Textiles and Landfills | How to Change the Equation

landfill

The holidays are around the corner and this is the time when families gear up for the big Christmas spend. A large part of our budget will go towards buying new on-trend clothes for our loved ones.

Before rushing off to the mall to do that there are a few things to consider for the eco-conscious consumer.

  • 85 per cent of our apparel ends up in landfill.
  • In one single year, Canada produces enough textile waste – clothing and upholstery to create a mountain three times the size of Rogers Stadium.
  • Consumers are buying five times as much clothing as they did 25 years ago and keeping them half as long.

So what happens to clothing once we’re done with it?

Most of it ends up in landfill where it is the second largest producer of greenhouse gas emissions right behind oil and gas industry emissions.

Increasingly people are donating their used clothing to charity which helps fund important community and social development work.

But be careful where you send your donations.
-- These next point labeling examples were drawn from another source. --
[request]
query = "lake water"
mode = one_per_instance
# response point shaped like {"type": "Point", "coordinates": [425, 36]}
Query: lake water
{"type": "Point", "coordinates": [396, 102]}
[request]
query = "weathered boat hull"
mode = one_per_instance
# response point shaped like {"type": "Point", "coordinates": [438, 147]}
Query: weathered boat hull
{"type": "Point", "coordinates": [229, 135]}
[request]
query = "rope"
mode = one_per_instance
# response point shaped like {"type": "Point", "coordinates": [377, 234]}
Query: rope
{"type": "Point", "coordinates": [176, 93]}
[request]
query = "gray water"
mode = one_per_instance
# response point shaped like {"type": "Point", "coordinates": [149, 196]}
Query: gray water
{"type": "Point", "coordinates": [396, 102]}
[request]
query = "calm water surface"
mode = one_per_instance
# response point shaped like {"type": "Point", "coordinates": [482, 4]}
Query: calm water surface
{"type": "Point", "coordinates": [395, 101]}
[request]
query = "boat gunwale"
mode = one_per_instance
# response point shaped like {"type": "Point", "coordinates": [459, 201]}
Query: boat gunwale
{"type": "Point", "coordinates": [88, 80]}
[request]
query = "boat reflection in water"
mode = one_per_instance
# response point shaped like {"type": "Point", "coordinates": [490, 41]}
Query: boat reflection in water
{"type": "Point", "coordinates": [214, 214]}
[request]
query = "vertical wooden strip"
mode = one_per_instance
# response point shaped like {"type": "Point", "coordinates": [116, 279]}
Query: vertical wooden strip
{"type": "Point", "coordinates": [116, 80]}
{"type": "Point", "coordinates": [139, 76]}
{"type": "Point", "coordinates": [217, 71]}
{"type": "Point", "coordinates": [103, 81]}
Many clothing boxes found in front of stores support for-profit enterprises which sells and sends its clothing overseas which often impacts local retailers and producers.

The easiest solution… wear your old clothes proudly, donate to charity, and if your clothes are just to darn old to upcycle there are numerous organizations who are now creating new fabrics from old materials and are willing to take  your well worn clothing.